【2019年版】iDeCoの制度改正で拠出限度額が引き上げ?今後どうなる?

ZUU online / 2019年9月17日 13時0分

写真

出典:Getty Images

2016年の法改正により、iDeCoの加入者は118万人を突破し、「老後2,000万円不足問題」以降、老後生活資金の準備方策としてiDeCoの認知度も徐々に広がりつつあります。

しかし、iDeCoの加入年齢は60歳までとなっており、人生100年時代を生きる現代人にとって、60歳という年齢はまだまだ元気に働いている年代です。

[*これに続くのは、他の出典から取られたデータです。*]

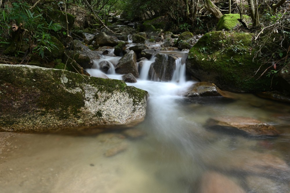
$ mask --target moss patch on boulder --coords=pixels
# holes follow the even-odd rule
[[[239,14],[226,14],[224,15],[218,21],[217,26],[217,30],[220,31],[224,29],[227,31],[232,30],[237,24],[240,24],[237,19],[240,18]],[[246,21],[251,19],[247,15],[244,16],[244,19]]]
[[[0,131],[120,125],[145,115],[148,92],[123,81],[0,64]]]
[[[264,74],[259,77],[267,66],[261,66],[258,59],[253,61],[256,50],[252,47],[252,38],[248,33],[218,31],[206,34],[188,53],[187,70],[201,81],[214,84],[222,90],[256,92],[275,89],[276,77]]]

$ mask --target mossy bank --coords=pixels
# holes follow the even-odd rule
[[[229,91],[257,92],[275,89],[276,77],[268,77],[266,73],[261,76],[268,66],[254,58],[256,49],[252,46],[252,37],[245,33],[206,34],[188,53],[187,71],[201,81]]]
[[[122,81],[0,64],[0,131],[124,124],[145,116],[148,92]]]

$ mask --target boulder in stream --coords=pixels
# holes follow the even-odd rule
[[[229,177],[214,172],[203,175],[200,193],[246,193],[246,192]]]
[[[200,82],[194,84],[184,95],[188,97],[222,96],[223,93],[214,84]]]
[[[207,124],[213,128],[217,126],[219,128],[225,129],[238,129],[253,136],[273,136],[280,134],[273,126],[249,117],[214,117],[209,119]]]
[[[123,81],[0,65],[0,131],[126,124],[145,116],[148,93]]]
[[[121,58],[116,66],[116,72],[121,74],[131,73],[135,77],[139,77],[137,68],[137,56],[133,50]]]
[[[151,65],[160,80],[164,81],[171,80],[176,68],[177,58],[170,54],[158,53],[155,61]]]

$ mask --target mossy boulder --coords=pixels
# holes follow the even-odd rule
[[[148,92],[123,81],[0,65],[0,131],[120,125],[143,118]]]
[[[168,30],[169,27],[169,22],[163,16],[160,16],[151,20],[145,21],[143,24],[145,30],[151,26],[154,26],[155,28],[161,29],[164,30]]]
[[[61,58],[64,52],[64,44],[54,36],[50,36],[50,41],[53,43],[55,47],[52,48],[50,51],[47,49],[44,50],[44,56],[50,61]]]
[[[143,44],[147,39],[140,35],[136,34],[132,36],[132,40],[133,43],[137,44]]]
[[[59,10],[55,9],[49,9],[46,13],[46,19],[49,23],[52,20],[54,23],[59,24],[63,28],[66,29],[66,14],[64,12]],[[69,13],[67,13],[68,30],[70,30],[72,27],[75,22],[75,17]]]
[[[114,53],[117,56],[122,56],[125,53],[124,51],[124,48],[126,46],[126,44],[124,42],[120,42],[119,44],[114,47]]]
[[[240,24],[238,19],[240,18],[239,14],[226,14],[221,17],[217,26],[217,30],[220,31],[223,29],[227,31],[232,30],[237,25]],[[247,15],[244,16],[244,20],[246,21],[251,19],[251,17]]]
[[[194,37],[194,36],[193,35],[191,32],[185,32],[182,33],[179,36],[179,37],[178,37],[178,39],[177,40],[177,42],[179,42],[180,40],[185,41],[188,38],[193,37]]]
[[[275,89],[276,77],[259,77],[267,66],[261,66],[258,58],[253,60],[256,50],[252,47],[252,37],[248,33],[222,31],[206,34],[190,50],[187,71],[223,90],[257,92]]]

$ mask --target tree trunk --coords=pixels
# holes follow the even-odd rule
[[[217,19],[219,20],[222,16],[222,14],[215,5],[213,3],[211,0],[203,0],[203,2],[206,10],[211,13]]]

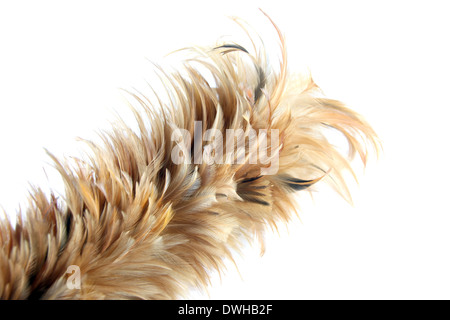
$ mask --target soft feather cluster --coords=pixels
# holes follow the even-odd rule
[[[343,172],[352,172],[354,155],[365,163],[367,150],[378,148],[376,135],[361,116],[323,97],[311,78],[289,74],[275,28],[279,69],[269,68],[263,50],[250,54],[234,43],[190,49],[182,72],[161,71],[169,104],[133,95],[138,130],[122,123],[102,134],[102,144],[88,142],[88,160],[51,156],[64,197],[36,188],[24,217],[14,226],[1,221],[0,297],[181,298],[207,286],[210,272],[220,272],[244,241],[287,222],[296,191],[322,180],[349,198]],[[174,163],[174,128],[194,139],[196,121],[202,133],[215,129],[224,137],[241,129],[249,147],[244,161]],[[329,128],[346,138],[348,154],[329,142]],[[267,164],[249,161],[250,129],[278,133],[276,140],[267,135],[275,174],[261,174]],[[208,141],[202,143],[201,151]],[[198,156],[192,151],[186,160]],[[71,266],[79,287],[69,285]]]

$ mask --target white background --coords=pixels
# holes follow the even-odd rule
[[[191,297],[450,298],[446,1],[2,1],[0,204],[14,214],[28,182],[47,187],[44,147],[77,155],[77,136],[107,128],[126,108],[118,88],[150,79],[146,59],[241,37],[229,15],[273,38],[258,7],[283,30],[291,71],[309,68],[363,114],[384,153],[353,207],[326,189],[304,197],[301,222],[269,233],[262,258],[246,248],[240,275],[230,265]]]

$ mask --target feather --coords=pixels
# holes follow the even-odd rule
[[[312,78],[290,75],[285,39],[271,23],[279,70],[263,48],[190,49],[183,70],[160,70],[169,104],[131,94],[136,131],[122,122],[102,143],[86,141],[87,160],[49,153],[65,192],[33,189],[24,218],[1,221],[2,299],[182,298],[206,287],[244,241],[288,222],[296,192],[324,181],[350,200],[343,173],[353,173],[354,155],[365,165],[368,150],[377,152],[377,136]],[[347,155],[327,140],[327,128],[342,133]],[[201,161],[206,150],[213,161]],[[79,274],[68,272],[73,266]]]

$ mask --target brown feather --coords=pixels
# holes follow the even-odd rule
[[[207,286],[210,271],[221,272],[244,241],[262,239],[267,226],[289,221],[296,191],[321,180],[350,200],[343,173],[353,174],[354,155],[365,164],[368,150],[378,150],[376,134],[360,115],[323,97],[311,78],[288,73],[285,40],[273,25],[279,70],[269,68],[263,49],[253,55],[234,43],[192,49],[194,58],[182,72],[161,70],[169,105],[157,98],[155,107],[132,94],[139,104],[133,108],[137,131],[122,123],[101,135],[102,144],[87,141],[87,160],[50,154],[65,193],[58,199],[33,189],[24,218],[15,226],[2,221],[2,299],[184,297]],[[227,129],[241,129],[238,141],[248,148],[233,160],[244,161],[230,163],[223,155],[223,163],[196,164],[198,150],[189,161],[171,161],[172,151],[186,142],[173,140],[173,129],[185,129],[192,142],[194,121],[201,122],[202,135],[217,129],[225,137]],[[342,133],[348,154],[329,142],[327,128]],[[278,156],[275,174],[262,175],[267,164],[251,163],[260,144],[250,140],[251,129],[278,130],[275,145],[268,131],[266,146]],[[200,152],[207,141],[202,143]],[[218,150],[226,147],[218,144]],[[67,286],[73,265],[80,268],[80,289]]]

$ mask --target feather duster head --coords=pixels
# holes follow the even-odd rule
[[[1,221],[0,297],[180,298],[243,241],[289,221],[297,191],[322,180],[349,200],[343,172],[355,155],[365,164],[377,137],[310,77],[289,74],[275,29],[279,70],[234,43],[190,49],[183,70],[160,70],[169,103],[131,93],[138,130],[122,123],[102,144],[86,141],[84,160],[49,153],[64,196],[35,188],[23,218]]]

そのため、今後のiDeCoのさらなる普及と使いやすくするための制度改正を各関係団体が検討しているようです。

今回は、「第5回社会保障審議会(企業年金・個人年金部会)2019年5月17日」を参考に、どのような議論をされているのかまとめてみました。

■ iDeCoとは

iDeCoは、個人型の確定拠出年金のことをいい、自分で決めた金額を月々積み立てながら、自分で選んだ金融商品で運用し年金資産として受け取れる制度です。

加入対象者は国内に居住している20歳以上60歳未満の人で、学生やフリーランスを含む個人事業主、会社員、専業主婦となっています。

iDeCoの掛け金は全額所得控除の対象となり、所得税や住民税が軽減されます。

また、運用で得た利益も非課税となりとてもお得な制度なのです。

そのうえ、受け取るときにも公的年金控除や退職所得控除を利用して大きな控除を受けることができます。

ただし、運用によっては元本が下回る可能性があることや、手数料がかかること、原則60歳までは資産を引き出すことができないといったデメリットがありますので、iDeCoに加入するべきか、NISAなど他の金融資産で運用するべきかなど、よく検討することが大切です。

■ iDeCoの現状

iDeCoは2017年1月より、これまで加入できなかった公務員や主婦も加入対象者となったことから加入者が大幅に増加し、2019年1月現在では118万人を突破しました。

しかし、少子高齢化によって高齢者の就労は今後もますます増えていくことが予想されますので、年金受給開始年齢の柔軟化や、在職老齢年金制度の見直しが進められています。

先日の老後2,000万円不足問題は、無職の高齢者夫婦世帯の平均月間収支差が月55,000円不足しているという調査書が発端でした。

この55,000円という数字だけが独り歩きしていますが、老後の資金不足を少しでも解消するために、定年後も働いて収入を得ながら、iDeCoやNISAで私的年金を増やすことが欠かせなくなっています。